The Royal Marsden Cancer Charity is the largest charitable funder of research at The Royal Marsden. Experts from The Royal Marsden presented research that suggested vital benefits to using next generation sequencing in patients with Non-Hodgkin lymphoma at The American Society of Haematology (ASH) virtual conference.
Patients with specific types of blood cancer (Non-Hodgkin lymphoma) could receive an improved and more accurate diagnosis through new genetic testing, allowing them access to promising new treatments according to research led by The Royal Marsden.
Results from this four-year multi-centre trial, ENABLE-NGS, were presented by Dr Matthew Cross, Clinical Research Fellow at The Royal Marsden, whose role is funded by the Charity.
Dr Matthew Cross said: “Previously, tests for Non-Hodgkin lymphoma have only been able to look at one gene at a time to explore mutations but by using next generation sequencing technology, researchers in this trial analysed up to 70 different genes at the same time to identify multiple mutations relevant to the patient’s diagnosis.
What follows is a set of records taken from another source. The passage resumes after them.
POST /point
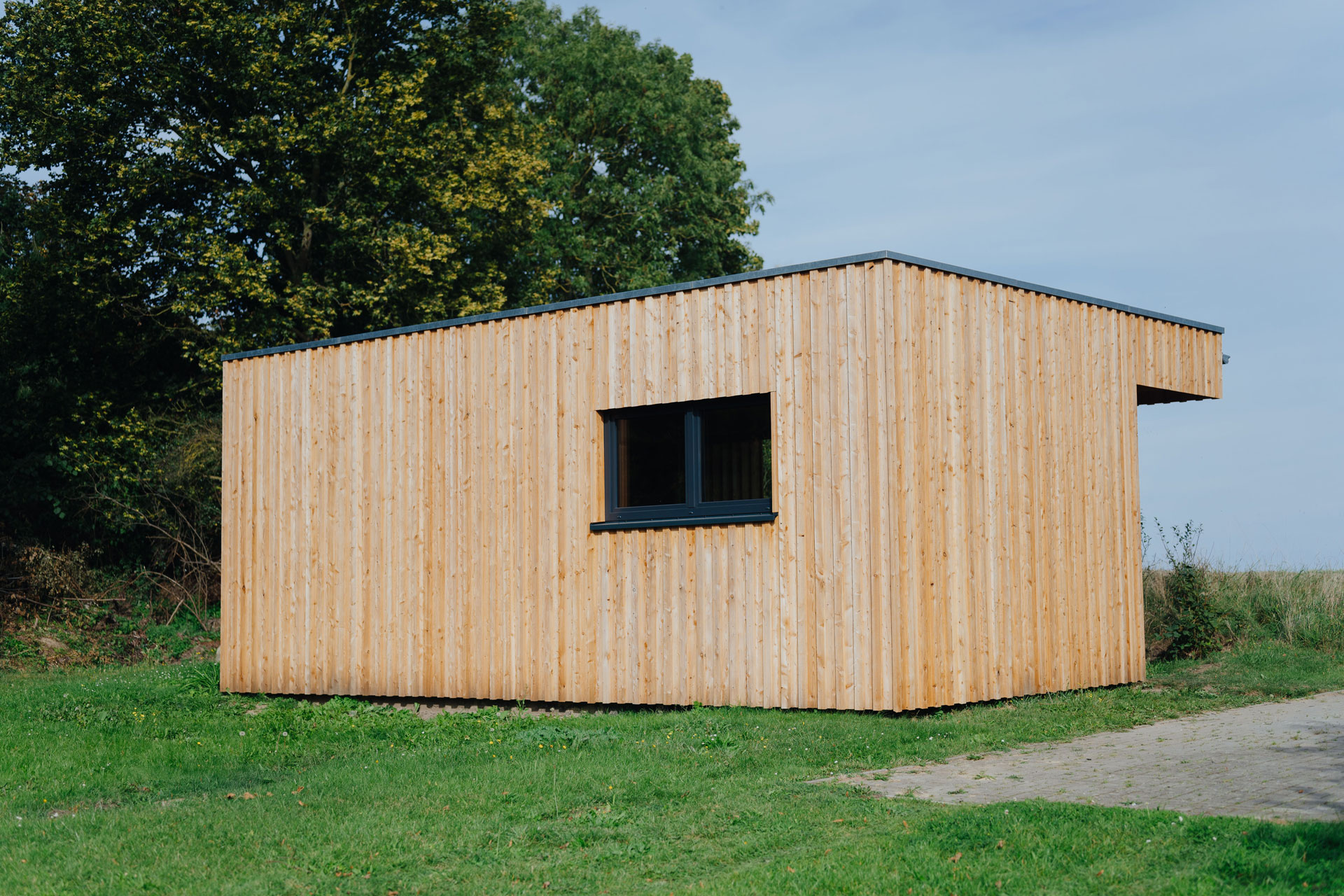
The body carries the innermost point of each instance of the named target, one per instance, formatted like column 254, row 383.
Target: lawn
column 134, row 780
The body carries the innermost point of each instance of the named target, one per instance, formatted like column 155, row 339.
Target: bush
column 1193, row 608
column 1189, row 621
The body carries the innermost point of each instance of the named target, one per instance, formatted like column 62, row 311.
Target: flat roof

Identifying these genetic changes can be key to assigning a specific category in certain Non-Hodgkin Lymphomas which then leads to a range of new targeted treatments becoming accessible for the patient.”
Over 100 patients were enrolled onto the ENABLE-NGS trial, across 14 different UK centres, and blood samples were obtained for analysis through the next generation sequencing process at The Royal Marsden. Using innovative testing equipment in state-of-the-art laboratories, researchers were able to extract and fragment tumour DNA from blood samples to identify gene mutations in order to give a more accurate diagnosis and tailor treatment accordingly. Technology used in the next generation sequencing by the molecular diagnostics team included the latest DNA sequencing machine, the NovaSeq 6000, funded thanks to a generous donation of £1 million from the Denise Coates Foundation to The Royal Marsden Cancer Charity.
Patient Les Hereward, 71, said:
“I was diagnosed with lymphoma in 2016 but after a barrage of tests, it still wasn’t clear what type of lymphoma I had, which was very frustrating as it meant my treatment options were very limited. I was delighted to be asked to join this trial at The Royal Marsden last year as I hoped to get some clarity on my condition, which I have since received. Knowing I have follicular lymphoma has made a huge difference to my life in so many ways - I am now on a targeted treatment with a much better outlook and feel better than ever before.”